WASP tests 3D-printed farm as construction laboratory in Emilia-Romagna
Hardware
Originally reported by 3Druck
WASP, the Italian large-format additive manufacturing specialist, has completed Itaca, a 3D-printed farm building at the Shamballa site in the hills of Emilia-Romagna. The structure was fabricated using the Crane WASP printer, a system designed for architectural-scale construction. Key technical details include the integration of electrical cables and panel heating during the printing process, and the use of a mortar blend based on NHL lime and Geolegante from Kerakoll, which the company states produces lower CO₂ emissions than standard cement-based formulations. The building meets Italian and regional seismic safety standards, and the site will function as an open-air laboratory for sustainable construction, bio-construction, and agricultural cycle research, operated jointly with Olfattiva, a sister company within the CSP S.r.l. Group.

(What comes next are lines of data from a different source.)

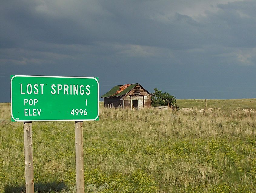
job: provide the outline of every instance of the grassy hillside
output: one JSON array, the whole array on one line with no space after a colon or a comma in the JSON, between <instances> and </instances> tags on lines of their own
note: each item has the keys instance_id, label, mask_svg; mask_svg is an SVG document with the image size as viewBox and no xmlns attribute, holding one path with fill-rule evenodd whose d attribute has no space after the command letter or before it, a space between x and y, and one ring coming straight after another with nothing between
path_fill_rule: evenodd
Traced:
<instances>
[{"instance_id":1,"label":"grassy hillside","mask_svg":"<svg viewBox=\"0 0 256 193\"><path fill-rule=\"evenodd\" d=\"M204 99L177 99L176 103L181 108L192 108L195 106L198 109L204 108ZM221 110L242 109L249 107L256 108L256 99L209 99L207 100L208 107Z\"/></svg>"},{"instance_id":2,"label":"grassy hillside","mask_svg":"<svg viewBox=\"0 0 256 193\"><path fill-rule=\"evenodd\" d=\"M23 125L1 106L0 192L22 192ZM101 108L84 124L85 192L256 192L256 121L240 111ZM33 122L37 192L75 192L74 127Z\"/></svg>"}]
</instances>

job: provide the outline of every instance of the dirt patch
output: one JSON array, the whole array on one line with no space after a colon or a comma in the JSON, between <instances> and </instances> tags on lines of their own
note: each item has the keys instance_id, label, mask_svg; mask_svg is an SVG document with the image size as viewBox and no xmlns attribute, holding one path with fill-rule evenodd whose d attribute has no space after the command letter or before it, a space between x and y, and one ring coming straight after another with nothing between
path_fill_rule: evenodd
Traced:
<instances>
[{"instance_id":1,"label":"dirt patch","mask_svg":"<svg viewBox=\"0 0 256 193\"><path fill-rule=\"evenodd\" d=\"M183 112L193 112L194 111L193 108L181 108L181 110Z\"/></svg>"},{"instance_id":2,"label":"dirt patch","mask_svg":"<svg viewBox=\"0 0 256 193\"><path fill-rule=\"evenodd\" d=\"M206 110L204 109L200 109L200 110L199 110L199 112L200 113L204 113L204 112L205 112L206 113L212 113L212 110L213 110L213 109L212 109L211 108L209 108L209 109L208 109Z\"/></svg>"}]
</instances>

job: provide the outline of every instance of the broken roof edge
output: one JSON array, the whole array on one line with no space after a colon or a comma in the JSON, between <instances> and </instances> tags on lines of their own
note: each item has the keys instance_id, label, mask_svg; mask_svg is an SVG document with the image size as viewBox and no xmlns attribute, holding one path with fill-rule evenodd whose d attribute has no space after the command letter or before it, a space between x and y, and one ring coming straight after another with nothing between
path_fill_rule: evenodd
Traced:
<instances>
[{"instance_id":1,"label":"broken roof edge","mask_svg":"<svg viewBox=\"0 0 256 193\"><path fill-rule=\"evenodd\" d=\"M139 83L135 83L134 84L130 84L131 85L129 87L127 87L124 90L120 93L115 94L116 93L116 91L119 90L119 87L124 85L125 85L125 84L121 85L116 85L111 89L107 93L101 96L101 98L110 98L111 97L117 97L123 96L131 91L133 89L138 85L140 85L140 86L144 89L146 92L151 96L153 96L155 95L154 94L150 93L145 89L145 88L142 87L140 84Z\"/></svg>"},{"instance_id":2,"label":"broken roof edge","mask_svg":"<svg viewBox=\"0 0 256 193\"><path fill-rule=\"evenodd\" d=\"M138 83L135 83L134 84L130 84L131 85L130 85L129 87L118 94L116 94L117 91L119 90L119 89L120 88L120 87L121 87L124 85L125 85L125 84L122 85L116 85L111 89L107 93L101 97L101 98L104 98L105 97L117 97L123 96L127 94L128 93L131 91L132 89L134 88L138 84L139 84Z\"/></svg>"}]
</instances>

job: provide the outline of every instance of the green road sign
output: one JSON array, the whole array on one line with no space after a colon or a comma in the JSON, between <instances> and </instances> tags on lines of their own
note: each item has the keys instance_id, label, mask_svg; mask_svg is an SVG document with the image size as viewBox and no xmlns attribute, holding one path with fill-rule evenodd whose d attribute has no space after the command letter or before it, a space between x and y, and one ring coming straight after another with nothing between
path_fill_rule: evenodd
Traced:
<instances>
[{"instance_id":1,"label":"green road sign","mask_svg":"<svg viewBox=\"0 0 256 193\"><path fill-rule=\"evenodd\" d=\"M98 120L98 78L12 75L12 121Z\"/></svg>"}]
</instances>

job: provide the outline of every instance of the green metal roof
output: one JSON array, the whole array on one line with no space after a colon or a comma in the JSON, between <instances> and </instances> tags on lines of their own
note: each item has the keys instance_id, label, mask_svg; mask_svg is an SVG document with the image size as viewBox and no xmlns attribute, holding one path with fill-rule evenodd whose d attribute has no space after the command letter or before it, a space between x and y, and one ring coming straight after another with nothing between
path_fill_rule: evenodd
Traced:
<instances>
[{"instance_id":1,"label":"green metal roof","mask_svg":"<svg viewBox=\"0 0 256 193\"><path fill-rule=\"evenodd\" d=\"M117 85L113 87L112 89L105 94L104 94L101 97L103 98L104 97L120 97L120 96L122 96L125 95L131 91L132 89L134 88L136 85L138 84L138 83L136 83L135 84L131 84L120 93L114 95L114 94L116 93L117 91L119 90L119 88L120 87L123 86L122 85Z\"/></svg>"}]
</instances>

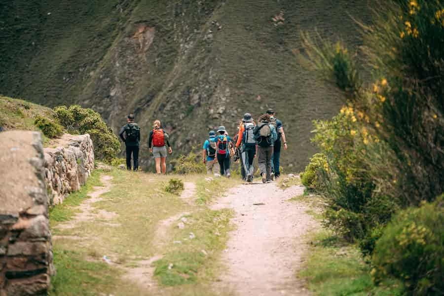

This project is significant not for its commercial scale but as a real-world testbed for construction-scale AM in a demanding regulatory environment. WASP is one of the few European companies pushing large-format extrusion (FDM/FFF for construction) beyond demonstration pavilions toward habitable, code-compliant structures. The integration of MEP (mechanical, electrical, plumbing) elements during printing addresses a critical pain point in construction AM: post-print assembly labor that erodes the speed advantage. The material choice—a lime-based mortar with rice husk and natural insulation—positions the project within the broader push for lower-embodied-carbon building methods, a trend that could open niche adoption in European green building standards. However, the construction AM segment remains fragmented and capital-intensive, with no clear production leader; WASP competes against firms like COBOD, ICON, and Peri 3D Construction, none of which have yet achieved serial production at scale.
From a practical standpoint, WASP needs to demonstrate that the Itaca building performs as modeled over multiple seasonal cycles, particularly regarding thermal behavior and structural integrity. The project is a long-term experiment, not a commercial product launch. For buyers and specifiers in construction, the key takeaway is that printed buildings can achieve regulatory compliance and functional integration, but the cost and throughput advantages over conventional methods remain unproven at this scale. The real test will be whether WASP can translate this laboratory into repeatable, cost-competitive construction workflows.